Destacable producto de una mala decisión

El elenco impresionante y la memorable interpretación musical de esta versión de siete horas no desestima el hecho de que no es mejor que la original. Tampoco que no había necesidad alguna de hacerla y que a la puesta en escena se le nota el apuro para salvar el papelón.

› Por Diego Fischerman

Con un elenco impresionante y en una noche memorable desde el punto de vista de la interpretación musical, el Colón afrontó un desafío titánico: montar la Tetralogía de Richard Wagner en un solo día. La versión del ciclo El anillo del nibelungo fue cortada, para tal fin, por Cord Garben.
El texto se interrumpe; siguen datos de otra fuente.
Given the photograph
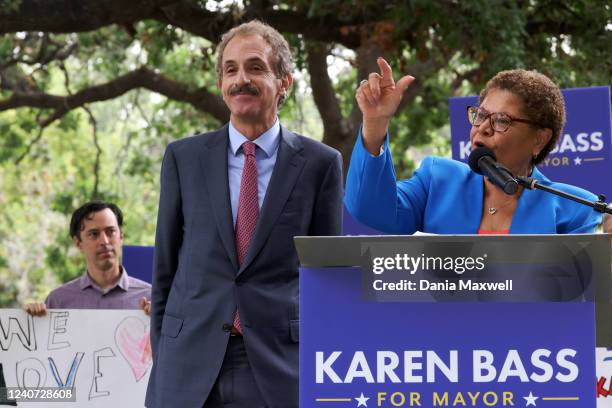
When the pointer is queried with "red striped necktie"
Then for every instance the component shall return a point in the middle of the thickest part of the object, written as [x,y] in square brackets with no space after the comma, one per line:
[248,209]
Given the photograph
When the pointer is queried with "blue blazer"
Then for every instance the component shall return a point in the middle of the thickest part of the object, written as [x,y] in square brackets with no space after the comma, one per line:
[445,197]
[197,282]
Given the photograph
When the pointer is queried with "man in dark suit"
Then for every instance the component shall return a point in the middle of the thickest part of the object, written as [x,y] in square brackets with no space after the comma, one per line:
[225,299]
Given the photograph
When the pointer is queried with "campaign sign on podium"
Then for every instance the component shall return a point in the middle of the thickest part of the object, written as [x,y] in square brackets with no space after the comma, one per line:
[450,321]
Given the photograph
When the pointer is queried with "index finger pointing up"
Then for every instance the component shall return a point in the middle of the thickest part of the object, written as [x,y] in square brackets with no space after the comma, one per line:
[385,69]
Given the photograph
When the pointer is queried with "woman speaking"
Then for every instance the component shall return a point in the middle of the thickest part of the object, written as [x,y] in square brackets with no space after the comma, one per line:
[519,117]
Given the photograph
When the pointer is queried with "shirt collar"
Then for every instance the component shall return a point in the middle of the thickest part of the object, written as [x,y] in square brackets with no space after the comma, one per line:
[123,282]
[267,141]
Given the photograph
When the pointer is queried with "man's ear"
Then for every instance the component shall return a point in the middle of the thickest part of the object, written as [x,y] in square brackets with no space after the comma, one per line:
[543,136]
[286,83]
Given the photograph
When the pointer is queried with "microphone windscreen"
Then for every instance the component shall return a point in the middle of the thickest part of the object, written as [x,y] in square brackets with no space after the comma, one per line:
[478,154]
El notable rendimiento de la orquesta (reforzada por casi un centenar de músicos adicionales, para poder afrontar las siete horas netas de música), la manera en que los cuerpos técnicos debieron resolver no una sino dos escenografías –la segunda en tiempo record–, debido al affaire de la bisnieta prófuga, la extraordinaria actuación del director musical –el vienés Roberto Paternostro, brillante en su interpretación y sometido, además, a la inédita exigencia de permancer en el podio durante esa cantidad de horas–, el brillo del reparto reunido y la manera en que, finalmente, todos los trabajadores del teatro lograron brindar un espectáculo de características únicas como si se tratara de lo más natural del mundo, acabaron teniendo un efecto paradójico. Que el Teatro Colón pudiera montar tamaño emprendimiento, y con la calidad de ejecución lograda, era la prueba incostratable de que no hubiera necesitado hacerlo.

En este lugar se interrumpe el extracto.